The following code dies with pyarrow 0.14.2:
import pyarrow as pa
import pyarrow.parquet as pq
schema = pa.schema([('timestamp', pa.timestamp('ns', tz='UTC')),])
writer = pq.ParquetWriter('foo.parquet', schema, coerce_timestamps='ns')

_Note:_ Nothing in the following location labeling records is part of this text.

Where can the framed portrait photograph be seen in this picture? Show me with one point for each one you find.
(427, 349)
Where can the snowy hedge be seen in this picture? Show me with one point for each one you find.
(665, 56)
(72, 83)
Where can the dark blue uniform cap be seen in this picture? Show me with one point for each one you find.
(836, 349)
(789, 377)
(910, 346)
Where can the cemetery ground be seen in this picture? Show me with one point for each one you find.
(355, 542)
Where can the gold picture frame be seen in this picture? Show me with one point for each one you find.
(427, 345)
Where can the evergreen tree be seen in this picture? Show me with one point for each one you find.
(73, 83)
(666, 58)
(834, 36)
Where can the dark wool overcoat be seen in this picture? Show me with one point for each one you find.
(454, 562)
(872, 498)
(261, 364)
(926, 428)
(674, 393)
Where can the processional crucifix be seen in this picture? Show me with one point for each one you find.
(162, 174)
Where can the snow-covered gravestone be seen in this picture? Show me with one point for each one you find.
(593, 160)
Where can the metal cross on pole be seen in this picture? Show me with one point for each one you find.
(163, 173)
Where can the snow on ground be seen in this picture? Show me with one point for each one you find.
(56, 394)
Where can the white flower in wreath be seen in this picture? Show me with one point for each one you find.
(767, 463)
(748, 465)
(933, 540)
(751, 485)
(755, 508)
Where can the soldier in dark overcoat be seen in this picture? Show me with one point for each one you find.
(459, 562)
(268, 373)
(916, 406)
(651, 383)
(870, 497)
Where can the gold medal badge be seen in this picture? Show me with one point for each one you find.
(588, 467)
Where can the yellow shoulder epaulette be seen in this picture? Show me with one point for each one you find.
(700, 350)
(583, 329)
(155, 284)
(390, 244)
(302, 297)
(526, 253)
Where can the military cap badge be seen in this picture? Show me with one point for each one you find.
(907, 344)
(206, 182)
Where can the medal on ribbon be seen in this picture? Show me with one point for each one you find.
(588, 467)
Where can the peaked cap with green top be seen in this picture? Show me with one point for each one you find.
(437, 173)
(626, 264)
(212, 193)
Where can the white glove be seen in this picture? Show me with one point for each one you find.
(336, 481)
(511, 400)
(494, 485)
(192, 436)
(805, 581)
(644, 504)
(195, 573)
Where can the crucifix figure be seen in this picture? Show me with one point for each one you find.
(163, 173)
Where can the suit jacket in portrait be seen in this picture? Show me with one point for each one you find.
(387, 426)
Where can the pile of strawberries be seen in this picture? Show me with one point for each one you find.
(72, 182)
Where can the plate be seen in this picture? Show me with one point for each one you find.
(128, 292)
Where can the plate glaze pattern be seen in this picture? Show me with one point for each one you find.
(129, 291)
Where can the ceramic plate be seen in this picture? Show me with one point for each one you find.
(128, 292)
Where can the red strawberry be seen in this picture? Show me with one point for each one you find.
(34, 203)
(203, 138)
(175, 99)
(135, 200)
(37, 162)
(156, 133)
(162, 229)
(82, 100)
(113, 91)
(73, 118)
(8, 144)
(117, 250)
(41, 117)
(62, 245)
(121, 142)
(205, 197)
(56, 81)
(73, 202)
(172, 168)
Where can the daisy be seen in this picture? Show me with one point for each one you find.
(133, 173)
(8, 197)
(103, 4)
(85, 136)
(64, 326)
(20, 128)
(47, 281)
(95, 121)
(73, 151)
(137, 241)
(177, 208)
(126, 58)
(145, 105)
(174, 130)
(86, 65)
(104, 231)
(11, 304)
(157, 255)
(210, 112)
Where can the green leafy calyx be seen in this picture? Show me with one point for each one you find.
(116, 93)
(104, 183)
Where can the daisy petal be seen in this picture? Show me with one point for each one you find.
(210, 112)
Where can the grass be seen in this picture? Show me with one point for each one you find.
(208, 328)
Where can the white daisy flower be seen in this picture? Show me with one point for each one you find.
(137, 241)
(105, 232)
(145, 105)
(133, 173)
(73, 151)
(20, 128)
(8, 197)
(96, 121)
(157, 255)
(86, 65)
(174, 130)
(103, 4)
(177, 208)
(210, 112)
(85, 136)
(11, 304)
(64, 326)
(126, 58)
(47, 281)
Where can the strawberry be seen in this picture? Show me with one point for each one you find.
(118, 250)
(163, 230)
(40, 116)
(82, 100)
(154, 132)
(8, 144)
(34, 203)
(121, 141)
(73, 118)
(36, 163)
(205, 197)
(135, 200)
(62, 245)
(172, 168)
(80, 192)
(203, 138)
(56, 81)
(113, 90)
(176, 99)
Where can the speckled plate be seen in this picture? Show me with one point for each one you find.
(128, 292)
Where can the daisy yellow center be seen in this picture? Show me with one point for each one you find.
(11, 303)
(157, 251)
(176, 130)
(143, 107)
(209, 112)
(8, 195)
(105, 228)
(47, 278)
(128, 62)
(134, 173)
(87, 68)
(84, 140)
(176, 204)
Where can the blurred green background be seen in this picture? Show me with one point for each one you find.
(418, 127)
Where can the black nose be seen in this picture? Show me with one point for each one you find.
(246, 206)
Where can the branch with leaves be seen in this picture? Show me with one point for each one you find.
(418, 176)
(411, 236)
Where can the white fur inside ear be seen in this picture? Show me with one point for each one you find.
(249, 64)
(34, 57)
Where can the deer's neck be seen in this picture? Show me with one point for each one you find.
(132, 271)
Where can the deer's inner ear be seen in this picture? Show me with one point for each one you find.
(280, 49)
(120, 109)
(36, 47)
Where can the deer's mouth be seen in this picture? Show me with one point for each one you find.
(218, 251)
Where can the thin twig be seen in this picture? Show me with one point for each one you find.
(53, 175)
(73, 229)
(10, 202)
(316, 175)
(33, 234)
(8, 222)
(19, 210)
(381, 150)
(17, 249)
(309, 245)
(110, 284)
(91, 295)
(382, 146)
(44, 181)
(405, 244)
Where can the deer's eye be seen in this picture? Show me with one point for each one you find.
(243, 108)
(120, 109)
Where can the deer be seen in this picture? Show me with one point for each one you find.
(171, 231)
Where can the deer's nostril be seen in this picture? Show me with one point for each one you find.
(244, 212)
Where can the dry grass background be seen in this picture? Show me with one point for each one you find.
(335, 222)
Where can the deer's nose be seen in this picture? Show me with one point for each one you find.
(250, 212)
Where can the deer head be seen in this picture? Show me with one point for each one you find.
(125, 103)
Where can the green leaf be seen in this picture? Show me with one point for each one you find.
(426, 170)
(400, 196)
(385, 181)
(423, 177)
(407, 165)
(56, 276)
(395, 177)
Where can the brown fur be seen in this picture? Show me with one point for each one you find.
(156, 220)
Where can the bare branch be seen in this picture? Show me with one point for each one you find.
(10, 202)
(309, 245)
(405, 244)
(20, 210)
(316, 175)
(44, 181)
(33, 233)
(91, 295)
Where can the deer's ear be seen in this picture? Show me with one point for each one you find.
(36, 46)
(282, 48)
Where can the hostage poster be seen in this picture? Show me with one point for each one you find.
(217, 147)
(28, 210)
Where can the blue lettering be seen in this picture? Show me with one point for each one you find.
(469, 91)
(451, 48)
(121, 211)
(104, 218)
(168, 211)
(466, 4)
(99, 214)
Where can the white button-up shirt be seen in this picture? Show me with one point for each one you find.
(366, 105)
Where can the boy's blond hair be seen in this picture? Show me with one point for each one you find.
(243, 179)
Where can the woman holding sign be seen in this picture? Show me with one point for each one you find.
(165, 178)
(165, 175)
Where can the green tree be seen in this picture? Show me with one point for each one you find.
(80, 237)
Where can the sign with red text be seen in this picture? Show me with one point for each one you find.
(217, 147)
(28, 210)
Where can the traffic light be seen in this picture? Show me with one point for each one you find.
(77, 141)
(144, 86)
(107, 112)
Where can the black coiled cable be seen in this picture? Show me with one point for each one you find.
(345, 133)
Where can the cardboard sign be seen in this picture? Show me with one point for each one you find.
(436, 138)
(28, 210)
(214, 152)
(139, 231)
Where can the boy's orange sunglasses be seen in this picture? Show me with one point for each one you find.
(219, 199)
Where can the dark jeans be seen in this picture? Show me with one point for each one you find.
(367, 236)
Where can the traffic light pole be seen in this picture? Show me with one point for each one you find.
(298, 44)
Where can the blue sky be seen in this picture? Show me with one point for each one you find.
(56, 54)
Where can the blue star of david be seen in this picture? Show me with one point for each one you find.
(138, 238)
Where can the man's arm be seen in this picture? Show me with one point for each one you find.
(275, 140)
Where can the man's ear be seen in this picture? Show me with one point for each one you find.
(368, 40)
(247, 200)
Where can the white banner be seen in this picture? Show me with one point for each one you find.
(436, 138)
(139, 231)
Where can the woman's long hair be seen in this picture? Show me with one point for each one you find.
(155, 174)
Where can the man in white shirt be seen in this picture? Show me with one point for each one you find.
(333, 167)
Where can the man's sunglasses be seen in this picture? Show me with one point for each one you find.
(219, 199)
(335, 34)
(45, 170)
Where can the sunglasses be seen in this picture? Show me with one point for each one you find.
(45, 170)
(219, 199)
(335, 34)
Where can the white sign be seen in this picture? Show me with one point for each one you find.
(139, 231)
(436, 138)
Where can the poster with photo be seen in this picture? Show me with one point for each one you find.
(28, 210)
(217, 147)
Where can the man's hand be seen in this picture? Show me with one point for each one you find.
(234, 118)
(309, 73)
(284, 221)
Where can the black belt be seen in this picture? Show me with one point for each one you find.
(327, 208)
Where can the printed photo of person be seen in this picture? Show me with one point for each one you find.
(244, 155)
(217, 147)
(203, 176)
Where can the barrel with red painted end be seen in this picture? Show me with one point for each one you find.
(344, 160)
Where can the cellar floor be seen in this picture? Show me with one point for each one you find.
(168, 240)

ts_array = pa.array([ int(1234567893141) ], type=pa.timestamp('ns',
tz='UTC'))
table = pa.Table.from_arrays([ ts_array ], names=['timestamp'])
writer.write_table(table)
writer.close()
with the message:
ValueError: Invalid value for coerce_timestamps: ns
That appears to be because of this code in _parquet.pxi:
cdef int _set_coerce_timestamps(
self, ArrowWriterProperties.Builder* props) except -1:
if self.coerce_timestamps == 'ms':
props.coerce_timestamps(TimeUnit_MILLI)
elif self.coerce_timestamps == 'us':
props.coerce_timestamps(TimeUnit_MICRO)
elif self.coerce_timestamps is not None:
raise ValueError('Invalid value for coerce_timestamps: {0}'
.format(self.coerce_timestamps))
which restricts the choice to 'ms' or 'us', even though AFAICT everywhere
else also allows 'ns' (and there is a TimeUnit_NANO defined). Is this
intentional, or a bug?
Thanks,
- db